Tek tük kaldı, o adam gibi adamlardan.
İşte tek tük kalan, adam gibi o adamlardan biridir Cengiz Gökçe…
* * *
Onu Alanya Kaymakamı olduğu yıllarda (1997 -2002) tanıdım.
Birlikte çalıştık. Pek çok etkinlik için bana ve arkadaşlarıma görev verdi; severek yaptık.
Her fırsatta onere etti beni ve arkadaşlarımı.
Bugün nasılsa; makam mevkii sahibi iken de öyleydi.
Mütevazıydı…
Hatır bilir, gönül bilirdi…
Mertti, dürüsttü…
Candan ve içtendi.
Birleştirici ve bütünleştiriciydi.
Sözün özü tam bir görev adamıydı.
Kurum yöneticileri olarak, birlikte çalıştığımız süre içersinde, çok şey öğrendik ondan.
* * *
En son görev yeri olan Samsun Vali Muavinliğinden emekli olunca, Alanya’ya yerleşti.

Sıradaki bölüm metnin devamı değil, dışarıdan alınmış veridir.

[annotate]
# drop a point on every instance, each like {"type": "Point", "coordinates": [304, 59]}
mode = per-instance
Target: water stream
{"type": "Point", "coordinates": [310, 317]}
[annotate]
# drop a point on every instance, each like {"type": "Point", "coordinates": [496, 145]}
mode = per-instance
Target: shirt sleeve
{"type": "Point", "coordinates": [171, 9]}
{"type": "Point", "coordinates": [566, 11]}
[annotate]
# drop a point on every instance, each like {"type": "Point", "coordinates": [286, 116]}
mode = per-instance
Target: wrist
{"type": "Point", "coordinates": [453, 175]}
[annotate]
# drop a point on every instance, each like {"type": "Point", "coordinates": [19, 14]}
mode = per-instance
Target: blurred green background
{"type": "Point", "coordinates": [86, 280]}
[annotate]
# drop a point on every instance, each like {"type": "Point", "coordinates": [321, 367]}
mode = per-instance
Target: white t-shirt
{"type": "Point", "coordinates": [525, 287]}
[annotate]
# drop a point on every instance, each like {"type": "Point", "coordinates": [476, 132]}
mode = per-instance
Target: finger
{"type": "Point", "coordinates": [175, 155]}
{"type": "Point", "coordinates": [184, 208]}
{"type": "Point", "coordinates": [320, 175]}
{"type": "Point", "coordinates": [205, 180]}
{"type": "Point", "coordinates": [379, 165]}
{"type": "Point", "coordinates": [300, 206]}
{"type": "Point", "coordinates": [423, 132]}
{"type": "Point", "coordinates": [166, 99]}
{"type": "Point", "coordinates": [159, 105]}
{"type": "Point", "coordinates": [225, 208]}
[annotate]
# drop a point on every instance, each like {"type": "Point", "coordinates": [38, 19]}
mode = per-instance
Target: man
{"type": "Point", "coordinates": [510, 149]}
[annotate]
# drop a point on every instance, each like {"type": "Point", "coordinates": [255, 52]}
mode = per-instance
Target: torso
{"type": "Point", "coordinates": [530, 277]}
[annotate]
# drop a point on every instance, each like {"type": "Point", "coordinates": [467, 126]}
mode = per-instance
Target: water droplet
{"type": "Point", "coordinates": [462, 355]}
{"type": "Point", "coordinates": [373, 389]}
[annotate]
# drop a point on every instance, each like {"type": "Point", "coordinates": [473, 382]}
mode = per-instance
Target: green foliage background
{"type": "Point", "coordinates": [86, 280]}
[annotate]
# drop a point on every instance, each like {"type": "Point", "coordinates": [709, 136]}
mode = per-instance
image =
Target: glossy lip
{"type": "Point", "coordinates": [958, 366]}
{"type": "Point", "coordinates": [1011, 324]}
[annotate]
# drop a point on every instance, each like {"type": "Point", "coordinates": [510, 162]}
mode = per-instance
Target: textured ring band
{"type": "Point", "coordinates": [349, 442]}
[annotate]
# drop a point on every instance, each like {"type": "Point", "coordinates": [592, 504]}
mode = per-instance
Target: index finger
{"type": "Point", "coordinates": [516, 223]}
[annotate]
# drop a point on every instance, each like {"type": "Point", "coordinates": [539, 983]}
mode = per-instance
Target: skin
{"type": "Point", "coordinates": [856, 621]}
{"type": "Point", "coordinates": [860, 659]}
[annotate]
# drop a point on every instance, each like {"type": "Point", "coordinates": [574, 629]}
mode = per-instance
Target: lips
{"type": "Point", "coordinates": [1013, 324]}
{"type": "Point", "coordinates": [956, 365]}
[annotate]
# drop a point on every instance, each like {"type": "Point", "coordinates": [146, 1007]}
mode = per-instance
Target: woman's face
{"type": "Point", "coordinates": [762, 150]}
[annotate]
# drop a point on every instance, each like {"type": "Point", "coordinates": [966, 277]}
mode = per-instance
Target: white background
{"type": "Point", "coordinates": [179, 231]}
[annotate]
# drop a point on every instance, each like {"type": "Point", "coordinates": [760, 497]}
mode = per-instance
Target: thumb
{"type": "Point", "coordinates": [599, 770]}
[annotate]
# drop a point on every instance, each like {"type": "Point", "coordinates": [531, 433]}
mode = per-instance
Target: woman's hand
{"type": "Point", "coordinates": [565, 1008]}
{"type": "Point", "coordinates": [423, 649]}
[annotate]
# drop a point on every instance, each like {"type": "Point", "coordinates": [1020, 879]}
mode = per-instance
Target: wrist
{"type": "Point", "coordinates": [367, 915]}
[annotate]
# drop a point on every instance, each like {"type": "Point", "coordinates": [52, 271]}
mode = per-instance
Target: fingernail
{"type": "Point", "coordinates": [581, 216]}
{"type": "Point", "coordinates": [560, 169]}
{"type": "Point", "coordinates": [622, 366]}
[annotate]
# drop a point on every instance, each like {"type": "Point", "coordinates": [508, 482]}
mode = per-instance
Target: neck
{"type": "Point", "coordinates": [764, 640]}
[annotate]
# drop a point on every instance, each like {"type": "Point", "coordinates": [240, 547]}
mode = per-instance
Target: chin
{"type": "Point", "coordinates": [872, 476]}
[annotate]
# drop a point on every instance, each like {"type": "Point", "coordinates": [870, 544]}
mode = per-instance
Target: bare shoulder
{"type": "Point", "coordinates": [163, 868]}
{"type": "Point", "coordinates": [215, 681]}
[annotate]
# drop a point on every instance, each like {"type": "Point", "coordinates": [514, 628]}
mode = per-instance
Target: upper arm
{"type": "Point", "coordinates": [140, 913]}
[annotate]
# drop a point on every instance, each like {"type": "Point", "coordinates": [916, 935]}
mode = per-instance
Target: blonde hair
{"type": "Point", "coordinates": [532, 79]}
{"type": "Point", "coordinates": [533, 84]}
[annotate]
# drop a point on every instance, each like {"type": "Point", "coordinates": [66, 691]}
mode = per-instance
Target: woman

Yine arkadaş canlısıydı, yine dosttu herkesle,
Alanyalı, tüm cenazelerde ve taziyelerde gördü onu.
Sözün özü, dün de; dost bildiklerinin acılı günlerinde onların yanında olurdu; bugün de oluyor.
Adamlık ruhunda var çünkü…
Dostluk ve insanlık, içinden geliyor çünkü.
* * *
Geçtiğimiz Cuma, Cuma Pazarında Haşim Yetkin Hocam’la karşılaştım.
Yorgun ve bitkin görünüyordu; belli ki rahatsızdı.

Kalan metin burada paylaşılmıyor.